Ex vivo gene therapy with lentiviral vectors (LVs) is an established strategy to treat several genetic blood stem cell diseases. One such example is the gene therapy for metachromatic leukodystrophy (MLD), developed at SR-Tiget and approved in both Europe and the United States.

However, this strategy requires ex vivo manipulation of blood stem cells and patients’ conditioning with chemotherapy prior to their re-infusion, which represent significant hurdles that could be overcome with gene delivery in vivo.

In a paper just published in Nature, the group coordinated by Luigi Naldini, Director of the San Raffaele Telethon Institute for Gene Therapy (SR-Tiget) and Full Professor of Histology at the Vita-Salute San Raffaele University, and Alessio Cantore, group leader in the Liver Gene Therapy laboratory at SR-Tiget, identified an early postnatal window that enables LV-mediated gene delivery in circulating hematopoietic stem and progenitor cells in vivo.

The study opens new avenues for treating some genetic blood disorders without the need for stem cell transplantation or chemotherapy.

The study

The authors identified a population of circulating blood stem and progenitor cells which levels were higher in newborn (0-1-day old) mice as compared to older (1-, 2- and 8-week-old) mice. Presumably, these circulating blood stem cells trafficked from fetal-derived stem cell niches, still present in the postnatal liver and spleen, to the bone marrow.

“The identification of an early time window in which hematopoietic stem and progenitor cells are still circulating in the blood provides a unique opportunity for achieving the highest efficiency of LV-mediated transduction in vivo”, comment Doctor Michela Milani, first author of the study.

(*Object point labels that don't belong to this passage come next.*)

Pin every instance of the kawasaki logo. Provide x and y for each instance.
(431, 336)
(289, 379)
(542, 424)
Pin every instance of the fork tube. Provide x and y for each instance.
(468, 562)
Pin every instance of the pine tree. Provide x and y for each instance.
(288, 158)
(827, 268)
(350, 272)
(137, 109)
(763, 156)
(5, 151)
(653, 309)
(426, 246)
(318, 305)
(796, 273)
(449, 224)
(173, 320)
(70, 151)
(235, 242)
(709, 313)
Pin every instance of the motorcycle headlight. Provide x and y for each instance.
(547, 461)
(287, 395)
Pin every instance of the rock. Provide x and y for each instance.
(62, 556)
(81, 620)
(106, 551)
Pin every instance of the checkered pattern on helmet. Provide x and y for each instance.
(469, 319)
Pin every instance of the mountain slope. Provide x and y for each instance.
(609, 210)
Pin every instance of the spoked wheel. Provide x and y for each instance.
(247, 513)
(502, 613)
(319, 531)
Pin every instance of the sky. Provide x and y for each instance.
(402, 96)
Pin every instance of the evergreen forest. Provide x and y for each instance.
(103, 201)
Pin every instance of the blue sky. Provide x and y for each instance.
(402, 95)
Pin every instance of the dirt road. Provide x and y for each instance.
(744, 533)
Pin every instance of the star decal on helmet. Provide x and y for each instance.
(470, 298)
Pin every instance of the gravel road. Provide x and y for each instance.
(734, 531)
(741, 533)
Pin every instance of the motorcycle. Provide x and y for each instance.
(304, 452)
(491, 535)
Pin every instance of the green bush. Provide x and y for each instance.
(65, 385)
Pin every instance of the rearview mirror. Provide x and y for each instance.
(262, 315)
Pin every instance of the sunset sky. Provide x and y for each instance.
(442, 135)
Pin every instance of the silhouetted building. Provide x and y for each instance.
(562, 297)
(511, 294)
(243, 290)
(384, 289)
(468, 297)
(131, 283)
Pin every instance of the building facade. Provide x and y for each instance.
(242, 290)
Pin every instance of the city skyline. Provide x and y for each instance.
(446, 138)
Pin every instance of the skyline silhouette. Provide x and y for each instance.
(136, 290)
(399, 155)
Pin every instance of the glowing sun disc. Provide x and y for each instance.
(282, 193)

Systemic delivery of LVs via intravenous injections led to limited but reproducible transduction of hematopoietic stem cells in vivo. As evidenced by clonal tracking, transduced stem cells were able to generate multilineage blood cells (myeloid, B and T cells) – an ability that was retained when the transduced cells were transplanted in secondary host mice, in which they (and their progeny) also engrafted in the long term.

Levels of circulating hematopoietic blood stem and progenitor cells declined with age, making LV-mediated gene delivery less efficient with time.

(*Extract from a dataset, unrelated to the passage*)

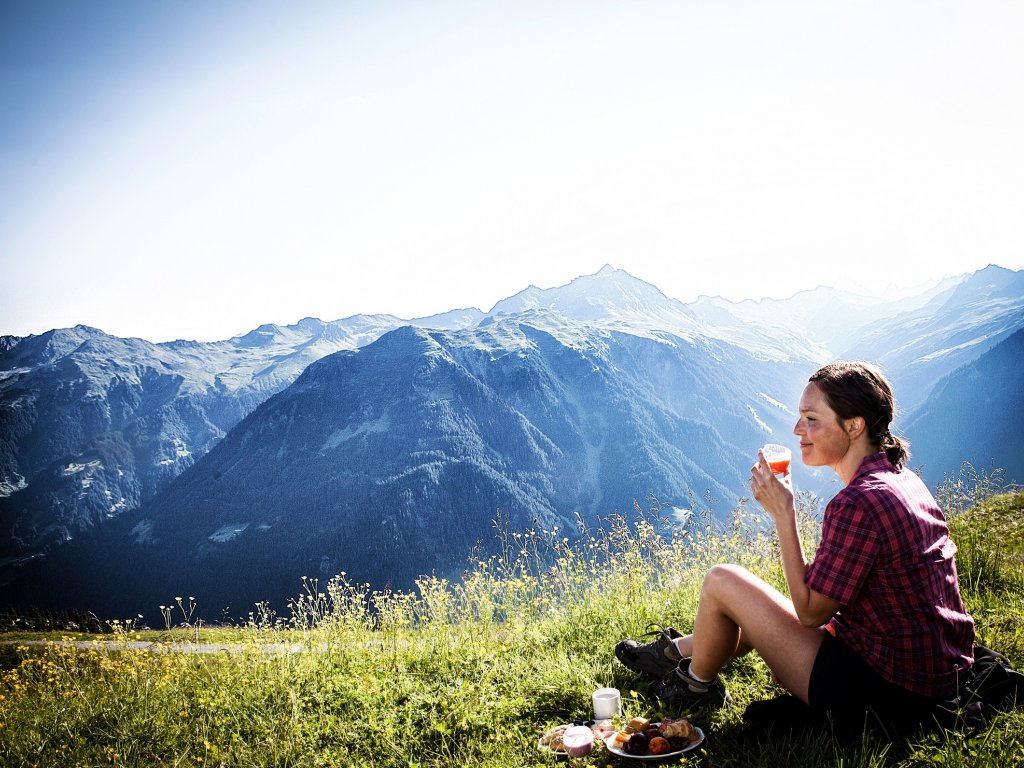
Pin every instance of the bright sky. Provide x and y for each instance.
(193, 169)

However, forced mobilization of these stem cells with granulocyte-colony stimulating factor, combined with the drug Plerixafor (antagonist of the CXCR4 receptor), a strategy commonly used in the clinic to harvest stem cells, improved the efficiency of LV transduction not only in newborn but also in older mice, thus improving the efficiency and extending the time window for intervention in vivo. Moreover, efficiency of transduction was further improved with the use of lentiviral constructs that were shielded from phagocytosis.

Overall, the combination of these strategies allowed reaching a proportion of transduced stem cells in vivo that was never reported before and could provide therapeutic benefit if achieved in patients suffering from certain genetic conditions.

 

A promising tool for in vivo  correction of genetic diseases

The potential benefits of this in vivo gene therapy were thus tested in mouse models of three different genetic diseases: ADA-SCID, which is due to adenosine deaminase deficiency leading to severe combined immunodeficiency, autosomal recessive osteopetrosis, an inherited bone disease characterized by impaired bone resorption, and Fanconi Anemia, a rare genetic disorder caused by defective DNA damage repair.

In vivo LV-mediated gene delivery corrected ADA-SCID in newborn mice and led to prolonged survival and partially improved bone remodeling in osteopetrotic mice.

In Fanconi Anemia, where genetic correction endows hematopoietic stem cells with a selective advantage over mutated ones, in vivo gene transfer resulted in progressive expansion of the corrected cells up to full reconstitution of hematopoiesis with functional cells as well as prevention of bone marrow failure.

“Our results provide a proof of concept that in vivo gene therapy can be feasible if delivered in early postnatal phases, thanks to the permissiveness to lentiviral transduction of circulating hematopoietic blood stem cells that are homing to the bone marrow.”, comments Doctor Alessio Cantore.

“Importantly, we identified trafficking hematopoietic stem and progenitor cells also in the blood of newborn humans for the first few months of post-natal life, with levels that decline with age, similarly to what observed in mice. These results support future studies aiming to assess the translational potential of in vivo blood stem cell gene transfer in infantile patients”, concludes Professor Naldini.